Três poemas de Luiz Reis

Foto: Paweł L. / Pexels

luz de led
lisa de cor
lúgubre
lentamente esvai
no frio que nos cerca
alvor de gelo luminoso
flor do campo congelada
sob a qual
estáticas estátuas
brincam de existir

*

carne de pescoço
quase osso
que escalda
panela de pressão
ebule rebola
dissolve trafega
trazendo à tona
caldo da tensão
transborda

entorna dimensão
transtorna dissenção
cataclisma obsessão

nó na circulação
entrave no braço
falta de respiração
carne de pescoço
talhada na cachaça
revira e traça

carne de pescoço
cataclisma obsessão
trazendo à tona
estado de choque
pulso impulso conexão

*

vislumbrar a pedra no mundo
visualizar a pedra no pé
que pisa assim a terra
na sua constituição
primordial
táctil – a pedra conversa por rumores
ancestrais filamentos da linguagem
pulsar
do murmúrio mais fundo
do luzir profundo
da luz escura da aurora dos tempos

a pedra causa sensação
impera sua dureza
impõe sua natureza
ser em constituição unívoca
em sua inteireza nos impressiona
seres flácidos que somos
seres móveis e dúcteis
seres instáveis inúteis
orbitamos frágeis
na atmosfera derretida
a impelir nossos impulsos feios

***

.

Luiz Reis é Bacharel em Filosofia e Mestre e Doutor em Literatura pela UnB, e Pós Doutor em Literatura pela UNESP. Atua como editor e curador na Editora Nautilus do Distrito Federal desde 2012. Publicando e selecionando autores e artistas visais para as publicações da editora.
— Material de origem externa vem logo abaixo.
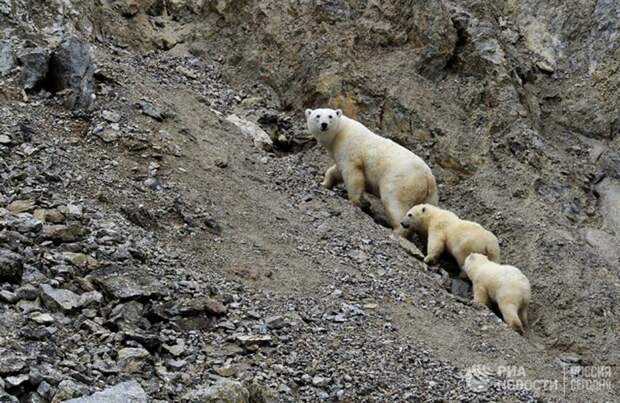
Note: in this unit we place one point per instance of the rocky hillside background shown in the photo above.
(163, 236)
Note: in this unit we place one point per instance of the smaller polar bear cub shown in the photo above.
(445, 230)
(503, 284)
(367, 162)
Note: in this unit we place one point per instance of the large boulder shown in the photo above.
(11, 267)
(126, 392)
(35, 63)
(72, 66)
Atua como curador de Artes Visuais na Galeria Parede de Casa uma galeria de artes visuais online criada em 2020. Atua como curador e pesquisador em Projetos do FAC DF como a pesquisa sobre os contistas do DF e a pesquisa sobre a poesia no DF. É artista visual autodidata. Participou de exposições coletivas e eventos culturais em todo o DF. Já elaborou capas e ilustrações para diversas publicações nacionais. Em 2020 fez sua primeira exposição individual na Galeria Parede de Casa do DF. Como poeta já publicou cinco livros de poemas e nas principais revistas literárias nacionais.